The Government has previously rejected proposals to increase SRE provision on the grounds of parental choice.

During the passage of the Children and Families Act, in response to an amendment to ensure that sex and relationship education be made available to all children across the country, the Minister Edward Timpson stated that the Government “do not believe that the right of parents to withdraw their children from sex and relationship education should be diminished in the way proposed.”

The content of SRE

The position of SRE on the curriculum is not the only source of controversy.  The content of SRE also raises concerns.

To cite a recent example, it was highlighted during the Education Committee’s inquiry that the supplementary guidance published by the PSHE Association, the Sex and Education Forum and Brook includes a link to a ‘traffic light tool’ on the Brook website, which is designed “to help professionals assess whether children and young people’s sexual behaviours are healthy or unhealthy.”  Under ages 13-17, ‘green behaviour’ includes:

consenting oral and/or penetrative sex with others of the same or opposite gender who are of similar age and developmental ability

In evidence to the Committee, Sarah Carter, a trustee of the Family Education Trust, stated that this guidance maintained that:

consensual sexual activity from the age of 13 is normal behaviour and development, whereas the law states that the young people should wait until they are 16 at least, never mind if they are ready or not.

Brook defended the tool, stating in written evidence to the Committee that it was:

not designed for SRE, but [was rather] a safeguarding tool for use by professionals to understand more about the sexual behaviour and development of young people and to respond appropriately to different behaviours.
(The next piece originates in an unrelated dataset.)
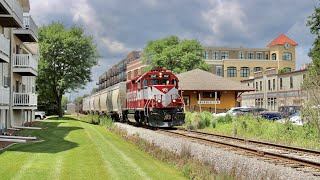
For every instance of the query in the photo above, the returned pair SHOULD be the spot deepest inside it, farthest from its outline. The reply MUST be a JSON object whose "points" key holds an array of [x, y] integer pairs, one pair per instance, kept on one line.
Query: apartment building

Brook added that in schools they “would expect young people to be taught about the age of consent,” and in further evidence cited organisations that supported the guidance, including the NSPCC, Barnardos, and the Royal College of GPs.

Whatever one makes of the controversy, it highlighted the delicacy of SRE not just as a matter of broad principle – whether children should receive it or not – but as a matter of debate about its content, and anything connected to its teaching.  Articles in the Telegraph and the Guardian quickly picked up on the debate.

Views on what constitutes acceptable sexual behaviour vary widely; if SRE were to be made statutory, might it be only the first stage in a protracted battle over what was taught?  Or would statutory status provide the impetus for a resolution to concerns such as these, and the raising of standards?

What next?

The Education Committee will report early in 2015.  In its final evidence session, the schools Minister, Nick Gibb, supported the Government’s 2000 guidance, pointing to a review by the Government in 2013 which judged it to still be “very pertinent,” although in need of improvement relating to online issues.  He also supported the supplementary guidance developed by the PSHE Association and others as of “very high quality.”  The use of these two pieces of guidance, he stated, “if schools adopt it and implement it, it will result in very good SRE education in schools.”

It remains to be seen whether the Committee will recommend stronger action from the Government, either statutorily or through some other mechanism.  Whether or not it does, the debate over SRE seems unlikely to go away.  Both in itself and in links to broader concerns – for instance the impact of pornography or the heightened potential for abuse if children are uninformed about what constitutes a valid relationship – the views it provokes are fierce.  If this Government or its successor did decide to move towards change, the debate might only be beginning.